Our study’s results suggest that which day a hippocampal neuron is born strongly influences both how that single cell performs, and how populations of such cells signal together throughout life.”

György Buzsáki MD, PhD, Study Senior Author and the Biggs Professor, Department of Neuroscience and Physiology, NYU Langone Health

This work may reshape how we study neurodevelopmental disorders, which have traditionally been looked at through a molecular or genetic, rather than a developmental, lens,” states Dr Buzsáki, also a member of the Neuroscience Institute at NYU Langone.

New understanding of memory storage

The novel aspect of the current study is the ability to follow the neuronal activity of a specific birthdate into adulthood. The researchers used a method that allowed them to insert DNA into cells that were dividing into neurons in the womb to achieve this.

Similar to a barcode, the DNA expressed markers that identified brain cells that were born on the same day. The researchers were subsequently able to analyze these neurons in the adult animal using this labeling technique.
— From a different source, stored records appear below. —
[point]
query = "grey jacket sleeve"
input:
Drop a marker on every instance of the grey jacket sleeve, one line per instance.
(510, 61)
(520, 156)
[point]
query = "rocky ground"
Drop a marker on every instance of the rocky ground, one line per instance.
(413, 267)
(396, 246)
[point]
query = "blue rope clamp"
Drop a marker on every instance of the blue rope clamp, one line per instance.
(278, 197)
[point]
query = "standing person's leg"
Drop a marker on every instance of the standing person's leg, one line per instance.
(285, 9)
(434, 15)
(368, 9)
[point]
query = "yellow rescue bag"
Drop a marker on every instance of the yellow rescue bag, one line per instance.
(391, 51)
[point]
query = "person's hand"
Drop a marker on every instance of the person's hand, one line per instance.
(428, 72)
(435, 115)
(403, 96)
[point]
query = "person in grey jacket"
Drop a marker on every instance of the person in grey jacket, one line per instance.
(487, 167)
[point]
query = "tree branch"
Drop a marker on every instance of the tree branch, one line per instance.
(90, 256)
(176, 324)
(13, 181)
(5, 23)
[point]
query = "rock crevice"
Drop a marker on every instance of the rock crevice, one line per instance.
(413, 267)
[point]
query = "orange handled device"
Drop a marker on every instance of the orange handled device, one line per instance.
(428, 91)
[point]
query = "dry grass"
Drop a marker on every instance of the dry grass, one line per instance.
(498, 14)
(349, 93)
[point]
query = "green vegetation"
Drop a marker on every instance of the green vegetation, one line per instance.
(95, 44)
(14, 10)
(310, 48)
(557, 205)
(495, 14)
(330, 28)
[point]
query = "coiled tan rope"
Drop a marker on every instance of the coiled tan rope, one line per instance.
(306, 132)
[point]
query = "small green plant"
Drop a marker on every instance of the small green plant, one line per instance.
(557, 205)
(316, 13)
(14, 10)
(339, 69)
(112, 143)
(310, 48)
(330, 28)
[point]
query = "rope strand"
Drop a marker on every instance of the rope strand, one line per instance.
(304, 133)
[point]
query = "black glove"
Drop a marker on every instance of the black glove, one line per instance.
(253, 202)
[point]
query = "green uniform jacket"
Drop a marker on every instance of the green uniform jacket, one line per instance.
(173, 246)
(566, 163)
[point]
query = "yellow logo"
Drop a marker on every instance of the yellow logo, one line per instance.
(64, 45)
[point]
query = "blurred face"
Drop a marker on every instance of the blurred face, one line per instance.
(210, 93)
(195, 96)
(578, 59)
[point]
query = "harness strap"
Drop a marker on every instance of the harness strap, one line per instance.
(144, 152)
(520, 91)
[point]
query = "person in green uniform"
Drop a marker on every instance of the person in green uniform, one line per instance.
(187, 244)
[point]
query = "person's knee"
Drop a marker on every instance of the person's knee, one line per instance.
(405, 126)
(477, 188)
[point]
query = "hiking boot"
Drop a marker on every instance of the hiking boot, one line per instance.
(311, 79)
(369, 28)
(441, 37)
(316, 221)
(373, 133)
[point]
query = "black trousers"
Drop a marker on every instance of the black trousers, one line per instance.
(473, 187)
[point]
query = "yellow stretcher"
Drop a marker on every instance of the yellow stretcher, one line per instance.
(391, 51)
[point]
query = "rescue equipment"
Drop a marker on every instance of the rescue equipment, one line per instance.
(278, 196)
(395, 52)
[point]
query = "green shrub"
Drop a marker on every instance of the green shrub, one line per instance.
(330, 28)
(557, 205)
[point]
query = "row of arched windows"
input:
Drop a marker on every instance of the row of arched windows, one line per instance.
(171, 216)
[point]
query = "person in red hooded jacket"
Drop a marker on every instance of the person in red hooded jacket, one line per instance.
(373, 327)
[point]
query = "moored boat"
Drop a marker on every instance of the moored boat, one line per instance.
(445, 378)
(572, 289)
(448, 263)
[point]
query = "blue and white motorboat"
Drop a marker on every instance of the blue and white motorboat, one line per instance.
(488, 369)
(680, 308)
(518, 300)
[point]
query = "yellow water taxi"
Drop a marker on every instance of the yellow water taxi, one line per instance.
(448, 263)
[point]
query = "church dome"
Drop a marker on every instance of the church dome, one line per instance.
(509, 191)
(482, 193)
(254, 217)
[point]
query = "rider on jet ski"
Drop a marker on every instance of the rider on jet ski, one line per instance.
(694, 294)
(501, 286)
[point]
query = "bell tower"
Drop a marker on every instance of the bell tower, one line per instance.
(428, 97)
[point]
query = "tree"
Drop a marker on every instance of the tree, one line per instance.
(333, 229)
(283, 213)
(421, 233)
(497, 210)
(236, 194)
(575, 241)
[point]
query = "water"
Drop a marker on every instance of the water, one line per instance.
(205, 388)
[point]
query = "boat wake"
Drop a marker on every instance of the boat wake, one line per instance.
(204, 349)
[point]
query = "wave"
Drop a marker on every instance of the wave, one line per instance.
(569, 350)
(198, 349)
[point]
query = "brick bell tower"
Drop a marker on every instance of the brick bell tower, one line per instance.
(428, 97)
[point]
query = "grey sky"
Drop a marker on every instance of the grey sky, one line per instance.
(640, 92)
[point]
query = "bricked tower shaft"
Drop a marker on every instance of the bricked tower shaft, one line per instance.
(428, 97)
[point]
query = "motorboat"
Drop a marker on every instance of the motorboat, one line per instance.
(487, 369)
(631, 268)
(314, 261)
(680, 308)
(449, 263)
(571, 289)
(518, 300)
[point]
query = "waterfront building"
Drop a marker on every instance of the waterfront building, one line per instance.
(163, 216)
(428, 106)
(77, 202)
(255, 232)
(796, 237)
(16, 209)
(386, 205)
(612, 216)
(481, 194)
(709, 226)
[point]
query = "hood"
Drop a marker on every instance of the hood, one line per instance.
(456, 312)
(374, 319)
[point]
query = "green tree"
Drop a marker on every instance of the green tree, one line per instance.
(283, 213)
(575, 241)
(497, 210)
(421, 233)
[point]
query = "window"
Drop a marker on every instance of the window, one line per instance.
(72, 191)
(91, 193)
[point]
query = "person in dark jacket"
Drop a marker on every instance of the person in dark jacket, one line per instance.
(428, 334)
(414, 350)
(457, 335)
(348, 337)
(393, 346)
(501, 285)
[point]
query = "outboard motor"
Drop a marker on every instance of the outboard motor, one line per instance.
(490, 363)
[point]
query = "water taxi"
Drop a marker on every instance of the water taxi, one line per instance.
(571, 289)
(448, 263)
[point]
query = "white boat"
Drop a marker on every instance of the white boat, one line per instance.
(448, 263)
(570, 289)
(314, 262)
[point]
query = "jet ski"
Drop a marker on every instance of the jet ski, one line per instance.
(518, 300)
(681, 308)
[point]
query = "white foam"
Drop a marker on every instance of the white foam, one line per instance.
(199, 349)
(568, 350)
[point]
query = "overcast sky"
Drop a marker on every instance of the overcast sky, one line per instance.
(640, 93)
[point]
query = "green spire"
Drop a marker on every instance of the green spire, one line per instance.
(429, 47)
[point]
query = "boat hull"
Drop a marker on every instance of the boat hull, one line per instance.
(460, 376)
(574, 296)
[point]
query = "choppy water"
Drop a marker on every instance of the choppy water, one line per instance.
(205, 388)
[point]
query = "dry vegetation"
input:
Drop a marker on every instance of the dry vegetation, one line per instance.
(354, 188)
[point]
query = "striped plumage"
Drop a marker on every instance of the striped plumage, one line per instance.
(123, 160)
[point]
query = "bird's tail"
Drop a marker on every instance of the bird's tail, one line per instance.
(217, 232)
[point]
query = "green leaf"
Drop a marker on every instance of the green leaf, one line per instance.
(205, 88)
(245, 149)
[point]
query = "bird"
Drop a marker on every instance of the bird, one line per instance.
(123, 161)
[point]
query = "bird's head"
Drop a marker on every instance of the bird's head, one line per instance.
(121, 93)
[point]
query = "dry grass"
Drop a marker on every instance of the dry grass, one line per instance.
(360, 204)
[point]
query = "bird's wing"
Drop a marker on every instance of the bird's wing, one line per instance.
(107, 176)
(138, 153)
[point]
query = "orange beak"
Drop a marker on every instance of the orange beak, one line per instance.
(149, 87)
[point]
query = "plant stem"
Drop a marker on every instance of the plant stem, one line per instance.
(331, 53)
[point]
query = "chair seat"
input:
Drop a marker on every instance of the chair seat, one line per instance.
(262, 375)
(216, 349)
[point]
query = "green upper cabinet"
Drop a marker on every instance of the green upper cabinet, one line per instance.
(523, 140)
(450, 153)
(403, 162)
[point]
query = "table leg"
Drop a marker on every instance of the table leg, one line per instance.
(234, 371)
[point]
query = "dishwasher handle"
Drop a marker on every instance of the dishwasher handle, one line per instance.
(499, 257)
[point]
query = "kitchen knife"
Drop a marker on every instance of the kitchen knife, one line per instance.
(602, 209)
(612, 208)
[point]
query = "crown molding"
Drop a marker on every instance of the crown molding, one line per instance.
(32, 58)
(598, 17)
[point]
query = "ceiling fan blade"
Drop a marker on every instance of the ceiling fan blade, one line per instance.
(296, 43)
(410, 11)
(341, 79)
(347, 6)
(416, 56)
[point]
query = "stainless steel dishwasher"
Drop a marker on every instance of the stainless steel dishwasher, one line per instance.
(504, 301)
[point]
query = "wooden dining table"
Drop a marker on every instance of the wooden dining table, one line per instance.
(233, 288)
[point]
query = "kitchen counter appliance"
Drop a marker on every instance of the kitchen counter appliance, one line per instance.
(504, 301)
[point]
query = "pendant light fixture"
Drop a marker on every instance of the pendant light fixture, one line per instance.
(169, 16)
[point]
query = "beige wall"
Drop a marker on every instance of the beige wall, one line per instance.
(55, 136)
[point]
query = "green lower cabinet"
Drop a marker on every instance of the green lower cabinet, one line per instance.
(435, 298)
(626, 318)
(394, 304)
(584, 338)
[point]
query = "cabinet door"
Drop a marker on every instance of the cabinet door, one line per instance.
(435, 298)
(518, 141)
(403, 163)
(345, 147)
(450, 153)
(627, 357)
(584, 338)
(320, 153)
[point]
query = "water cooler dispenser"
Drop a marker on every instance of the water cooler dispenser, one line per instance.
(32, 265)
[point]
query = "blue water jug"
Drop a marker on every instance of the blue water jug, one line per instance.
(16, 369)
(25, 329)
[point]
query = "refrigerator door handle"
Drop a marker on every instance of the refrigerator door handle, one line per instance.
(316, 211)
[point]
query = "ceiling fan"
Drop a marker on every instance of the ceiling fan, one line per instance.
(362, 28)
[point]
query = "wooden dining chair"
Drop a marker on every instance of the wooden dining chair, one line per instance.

The latest research discovered that neurons with the same birthdate had a propensity to “co-fire” together, which is characterized by coordinated swings in their positive and negative charges and enables them to convey electrical messages jointly. The scientists speculate that the co-firing may be caused by shared synapses connecting neurons with the same birthdate.

Studies in the past had demonstrated that patterns of combined neuronal activity during waking and sleeping can be used to define activity in the hippocampus. The “sharp wave-ripple,” a cyclical burst of activity that occurs during sleep when daily memories are organized for long-term memory storage, is named after the shape it takes when graphically captured by EEG, a device that captures brain activity.

Our results show that neurons born on the same day become part of the same cooperating assemblies, and participate in the same sharp wave-ripples and represent the same memories. These relationships, and the pre-set templates they encode, have a key implication for hippocampal function: the storage of a memory about a place or event.”

Roman Huszár, Study First Author and Graduate Student, NYU Langone Health

Roman Huszár is a student in Dr. Buzsáki’s lab.

The researchers will conduct more research in the future to determine the genes involved in behavior and memory development in neurons with the same birthdate located in various brain areas.

Journal reference:

Huszár, R., et al. (2022) Preconfigured dynamics in the hippocampus are guided by embryonic birthdate and rate of neurogenesis. Nature Neuroscience.